The Best Bra to Wear After Breast Augmentation
Just about every woman we know wears a bra as a mandatory undergarment. Practically speaking, bras are designed to provide support, minimizing the rate at which your breasts sag. Aging, weight fluctuations and gravity make sagging inevitable, and the larger your breasts are (whether a result of genetics or breast augmentation), the heavier they are and the faster they’ll sag. Wearing a bra regularly is believed to help slow this all down, maintaining your youthful figure longer.
Not everyone believes that bras prevent sagging
Did you know that there is scientific research that proves bras do more harm than good? In fact, one study published by a French scientist discovered that wearing a bra could actually make your breasts sag more. The 15-year study of 330 women found that those who regularly wore bras had nipples that were, on average, 7 millimetres lower than those who didn’t wear bras. Keep in mind that the participants of this study were between 18 to 35 years old and there was no mention that they had breast augmentation or other cosmetic breast surgery. The head researcher did admit that older women may still benefit from wearing a bra, especially if they’ve had children and are overweight.

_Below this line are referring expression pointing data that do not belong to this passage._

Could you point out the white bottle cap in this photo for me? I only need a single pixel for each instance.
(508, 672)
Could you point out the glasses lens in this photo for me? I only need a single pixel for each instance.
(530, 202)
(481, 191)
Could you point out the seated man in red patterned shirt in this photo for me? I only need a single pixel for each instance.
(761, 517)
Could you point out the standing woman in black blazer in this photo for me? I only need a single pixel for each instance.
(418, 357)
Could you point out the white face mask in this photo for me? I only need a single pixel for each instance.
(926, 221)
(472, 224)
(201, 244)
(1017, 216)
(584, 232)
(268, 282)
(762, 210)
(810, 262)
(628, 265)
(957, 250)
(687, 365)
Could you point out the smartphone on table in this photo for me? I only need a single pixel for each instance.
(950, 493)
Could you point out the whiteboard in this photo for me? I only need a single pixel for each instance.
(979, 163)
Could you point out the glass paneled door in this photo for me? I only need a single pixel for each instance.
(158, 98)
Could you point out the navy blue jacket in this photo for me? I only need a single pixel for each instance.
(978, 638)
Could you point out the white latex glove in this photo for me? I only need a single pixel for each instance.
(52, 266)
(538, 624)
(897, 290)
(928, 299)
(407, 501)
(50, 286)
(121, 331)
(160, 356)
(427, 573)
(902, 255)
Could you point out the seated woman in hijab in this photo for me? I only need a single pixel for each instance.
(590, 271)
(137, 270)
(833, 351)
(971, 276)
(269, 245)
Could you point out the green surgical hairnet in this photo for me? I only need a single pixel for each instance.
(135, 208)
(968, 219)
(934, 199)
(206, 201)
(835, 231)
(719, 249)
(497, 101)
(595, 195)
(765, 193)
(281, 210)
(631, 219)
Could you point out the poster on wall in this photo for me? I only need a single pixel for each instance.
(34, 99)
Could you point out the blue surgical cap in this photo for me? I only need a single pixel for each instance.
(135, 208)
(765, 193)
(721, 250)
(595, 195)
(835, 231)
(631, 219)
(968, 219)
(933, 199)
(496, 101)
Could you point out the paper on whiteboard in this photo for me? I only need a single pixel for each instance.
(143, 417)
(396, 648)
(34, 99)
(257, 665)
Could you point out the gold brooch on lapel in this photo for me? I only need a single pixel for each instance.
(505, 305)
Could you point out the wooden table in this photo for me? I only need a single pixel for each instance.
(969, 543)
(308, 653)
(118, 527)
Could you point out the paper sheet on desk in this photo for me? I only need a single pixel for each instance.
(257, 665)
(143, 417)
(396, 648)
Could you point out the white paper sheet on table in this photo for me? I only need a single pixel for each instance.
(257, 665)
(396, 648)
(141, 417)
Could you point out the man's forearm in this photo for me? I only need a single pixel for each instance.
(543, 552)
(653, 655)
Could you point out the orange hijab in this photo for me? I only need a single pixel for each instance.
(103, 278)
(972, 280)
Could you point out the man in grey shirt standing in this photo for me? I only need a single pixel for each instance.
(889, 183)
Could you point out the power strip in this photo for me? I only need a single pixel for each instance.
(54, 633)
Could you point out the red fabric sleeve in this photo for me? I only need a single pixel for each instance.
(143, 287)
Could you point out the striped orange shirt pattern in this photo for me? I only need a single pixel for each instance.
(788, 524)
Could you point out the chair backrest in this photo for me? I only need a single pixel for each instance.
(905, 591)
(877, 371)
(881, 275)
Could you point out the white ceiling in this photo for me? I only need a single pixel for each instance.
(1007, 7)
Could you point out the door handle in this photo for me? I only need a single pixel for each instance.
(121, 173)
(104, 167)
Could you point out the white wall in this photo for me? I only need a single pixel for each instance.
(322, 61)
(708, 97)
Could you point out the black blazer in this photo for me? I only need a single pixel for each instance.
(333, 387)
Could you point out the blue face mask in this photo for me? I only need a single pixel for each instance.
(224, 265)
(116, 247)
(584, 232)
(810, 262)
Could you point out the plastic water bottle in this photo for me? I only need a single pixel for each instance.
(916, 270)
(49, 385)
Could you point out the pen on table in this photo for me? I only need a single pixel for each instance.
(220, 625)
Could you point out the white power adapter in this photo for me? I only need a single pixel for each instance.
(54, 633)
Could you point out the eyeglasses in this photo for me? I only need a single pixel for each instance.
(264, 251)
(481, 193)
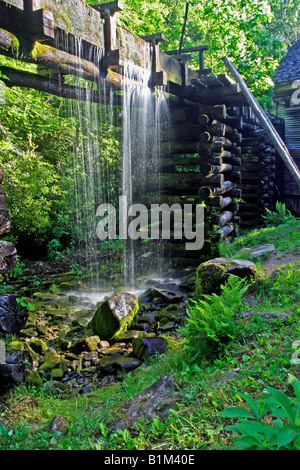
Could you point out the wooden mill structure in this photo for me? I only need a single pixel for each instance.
(219, 153)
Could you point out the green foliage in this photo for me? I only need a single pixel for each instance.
(271, 423)
(280, 216)
(211, 323)
(35, 144)
(284, 285)
(18, 269)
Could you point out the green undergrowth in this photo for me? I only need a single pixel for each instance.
(210, 407)
(285, 237)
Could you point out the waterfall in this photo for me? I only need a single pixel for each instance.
(94, 179)
(144, 119)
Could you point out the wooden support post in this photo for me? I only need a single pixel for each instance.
(266, 124)
(107, 11)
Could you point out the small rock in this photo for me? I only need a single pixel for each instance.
(261, 250)
(38, 346)
(214, 273)
(114, 315)
(142, 348)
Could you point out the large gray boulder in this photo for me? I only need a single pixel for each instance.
(13, 315)
(8, 257)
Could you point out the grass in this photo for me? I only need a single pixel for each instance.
(285, 237)
(257, 357)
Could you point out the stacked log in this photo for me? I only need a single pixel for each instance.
(8, 253)
(257, 170)
(201, 165)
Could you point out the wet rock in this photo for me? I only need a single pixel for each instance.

But it’s not all about support, is it? Bras do more for you than just keeping your chest up. You wear them because they also help cover up your nipples (from poking through your tops), stop your breasts from bouncing around and are pretty.
Regardless of what some scientists think, though, most plastic surgeons agree that bras do provide support after any type of cosmetic breast surgery.
Breast support after surgery
After surgery, your breasts will be in a delicate state, as will be your incisions. Support can be provided by wearing a surgical bra, compression garment or sports bra. The right one for you will be selected by your surgeon and is based on your surgery and unique requirements.
Supportive garments help to:
- hold dressings in place
- minimize breast and implant movement
- decrease the risk of the implants falling out of place or “bottoming out” (following breast augmentation)
- protect sensitive breast tissues
- decrease swelling and bruising
- help your skin readjust to its smaller contours following breast lift or breast reduction
In some cases, patients are asked to go without any type of support. Usually, this is because it promotes a faster dropping of the implants in patients with tighter skin. Once the implants have dropped sufficiently, a bra is recommended.
The right bra to wear during your recovery
In most cases, your support garment is provided by your surgeon. You’ll most likely be wearing it right after your surgery, as you enter the recovery room, or asked to put it on before you’re discharged and go home. You may need to wear one type of breast support for a couple of weeks, then switch to another. Whatever you wear, make sure you keep it on as advised, which usually means during the day and the night, while you sleep.
The garment should:
- be made of a soft material, preferably cotton
- have a front zipper or clasps: this makes it easier to put on and take off
- fit snugly but not overly tightly — you should be able to breathe properly!
- have wider straps for better support
…and most importantly, it should not have underwire.
Underwire: a definite no-no after surgery
Avoid wearing an underwire bra right after any type of breast surgery. Underwire has been found to adversely affect the recovery process by doing these nasty things to you:
It can irritate or damage incisions placed in the inframammary fold because of the constant rubbing and pressure on them.
It can damage tissues. Because you breasts may be numb after surgery, you won’t be able to feel the pressure applied by the underwire, and this pressure could be potentially traumatic, leading to sores or breakdown of your skin.
Improperly shaped underwire bras can distort the shape of your breasts.
You'll be able to wear an underwire bra later
Don’t worry, you will be able to wear an underwire bra eventually. Just wait until your incisions have healed and your breasts have become more natural in shape. This can take about a month or two depending on how your recovery goes.
Hold off on bra shopping for your new breasts until you’ve adequately recovered from your surgery. It’s important to wait it out until the majority of swelling has subsided so you don’t buy the wrong size.